Recent studies suggest that a proportion of chronic myeloid leukemia (CML) patients in deep molecular remission can discontinue the tyrosine kinase inhibitor (TKI) treatment without disease relapse. In this multi-center, prospective clinical trial (EURO-SKI, NCT01596114) we analyzed the function and phenotype of T and NK cells and their relation to successful TKI cessation. Lymphocyte subclasses were measured from 100 imatinib-treated patients at baseline and 1 month after the discontinuation, and functional characterization of NK and T cells was done from 45 patients.
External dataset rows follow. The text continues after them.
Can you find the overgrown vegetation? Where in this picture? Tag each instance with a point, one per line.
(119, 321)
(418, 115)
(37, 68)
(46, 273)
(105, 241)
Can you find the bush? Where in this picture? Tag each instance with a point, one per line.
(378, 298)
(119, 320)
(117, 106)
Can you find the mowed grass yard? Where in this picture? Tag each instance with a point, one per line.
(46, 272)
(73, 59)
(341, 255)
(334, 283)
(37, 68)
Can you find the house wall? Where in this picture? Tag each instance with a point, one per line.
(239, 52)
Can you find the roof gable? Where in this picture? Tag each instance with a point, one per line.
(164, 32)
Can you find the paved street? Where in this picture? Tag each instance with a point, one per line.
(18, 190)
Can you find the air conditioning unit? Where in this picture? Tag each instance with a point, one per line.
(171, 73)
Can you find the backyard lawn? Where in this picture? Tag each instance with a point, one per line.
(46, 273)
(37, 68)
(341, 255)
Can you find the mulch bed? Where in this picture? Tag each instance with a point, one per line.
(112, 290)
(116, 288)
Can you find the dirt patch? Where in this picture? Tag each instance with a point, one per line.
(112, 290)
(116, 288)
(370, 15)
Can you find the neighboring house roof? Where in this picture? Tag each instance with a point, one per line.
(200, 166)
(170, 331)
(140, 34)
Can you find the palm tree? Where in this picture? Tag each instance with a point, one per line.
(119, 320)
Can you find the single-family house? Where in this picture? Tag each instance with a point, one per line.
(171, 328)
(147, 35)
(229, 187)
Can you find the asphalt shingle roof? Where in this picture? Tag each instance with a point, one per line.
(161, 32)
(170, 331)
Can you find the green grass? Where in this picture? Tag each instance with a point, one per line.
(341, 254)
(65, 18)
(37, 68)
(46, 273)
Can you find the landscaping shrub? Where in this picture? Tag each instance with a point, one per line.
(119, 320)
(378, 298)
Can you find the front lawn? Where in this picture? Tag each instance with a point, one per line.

The proportion of NK cells was associated with the molecular relapse-free survival as patients with higher than median NK-cell percentage at the time of drug discontinuation had better probability to stay in remission. Similar association was not found with T or B cells or their subsets. In non-relapsing patients the NK-cell phenotype was mature, whereas patients with more naïve CD56bright NK cells had decreased relapse-free survival. In addition, the TNF-α/IFN-γ cytokine secretion by NK cells correlated with the successful drug discontinuation. Our results highlight the role of NK cells in sustaining remission and strengthen the status of CML as an immunogenic tumor warranting novel clinical trials with immunomodulating agents.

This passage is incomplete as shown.